# Modules

torch-rnn provides high-peformance, reusable RNN and LSTM modules. These modules have no dependencies other than torch and nn and each lives in a single file, so they can easily be incorporated into other projects.

We also provide a LanguageModel module used for character-level language modeling; this is less reusable, but demonstrates that LSTM and RNN modules can be mixed with existing torch modules.

## VanillaRNN

rnn = nn.VanillaRNN(D, H)


VanillaRNN is a torch nn.Module subclass implementing a vanilla recurrent neural network with a hyperbolic tangent nonlinearity. It transforms a sequence of input vectors of dimension D into a sequence of hidden state vectors of dimension H. It operates over sequences of length T and minibatches of size N; the sequence length and minibatch size can change on each forward pass.
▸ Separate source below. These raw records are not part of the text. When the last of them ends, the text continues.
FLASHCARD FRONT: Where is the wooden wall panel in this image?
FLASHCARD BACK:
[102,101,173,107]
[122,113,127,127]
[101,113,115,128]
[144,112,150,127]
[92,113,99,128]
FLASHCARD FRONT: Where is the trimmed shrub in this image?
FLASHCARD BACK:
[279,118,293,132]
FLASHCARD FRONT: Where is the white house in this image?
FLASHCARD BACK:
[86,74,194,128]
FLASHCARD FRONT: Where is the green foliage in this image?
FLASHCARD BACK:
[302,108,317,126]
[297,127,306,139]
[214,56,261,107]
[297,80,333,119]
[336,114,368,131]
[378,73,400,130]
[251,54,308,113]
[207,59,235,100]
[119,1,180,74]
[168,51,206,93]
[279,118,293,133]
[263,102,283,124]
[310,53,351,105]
Ignoring minibatches for the moment, a vanilla RNN computes the next hidden state vector h[t] (of shape (H,)) from the previous hidden state h[t - 1] and the current input vector x[t] (of shape (D,)) using the recurrence relation

h[t] = tanh(Wh h[t- 1] + Wx x[t] + b)


where Wx is a matrix of input-to-hidden connections, Wh is a matrix of hidden-to-hidden connections, and b is a bias term. The weights Wx and Wh are stored in a single Tensor rnn.weight of shape (D + H, H) and the bias b is stored in a Tensor rnn.bias of shape (H,).

You can use a VanillaRNN instance in two different ways:

h = rnn:forward({h0, x})

h = rnn:forward(x)


h0 is the initial hidden states, of shape (N, H) and x is the sequence of input vectors, of shape (N, T, D). The output h is the sequence of hidden states at each timestep, of shape (N, T, H). In some applications, such as image captioning, it is possible that the initial hidden state will be computed as the output of some other network.

By default, if h0 is not provided on the forward pass then the initial hidden state will be set to zero. This behavior might be useful for applications like sentiment analysis, where you want an RNN to process many independent sequences.

If h0 is not provided and the instance variable rnn.remember_states is set to true, then the first call to rnn:forward will set the initial hidden state to zero; on subsequent calls to forward, the final hidden state from the previous call will be used as the initial hidden state. This behavior is commonly used in language modeling, where we want to train with very long (potentialy infinite) sequences, and compute gradients using truncated back-propagation through time. You cause the model to forget its hidden states by calling rnn:resetStates(); then the next call to rnn:forward will cause h0 to be initialized to zeros.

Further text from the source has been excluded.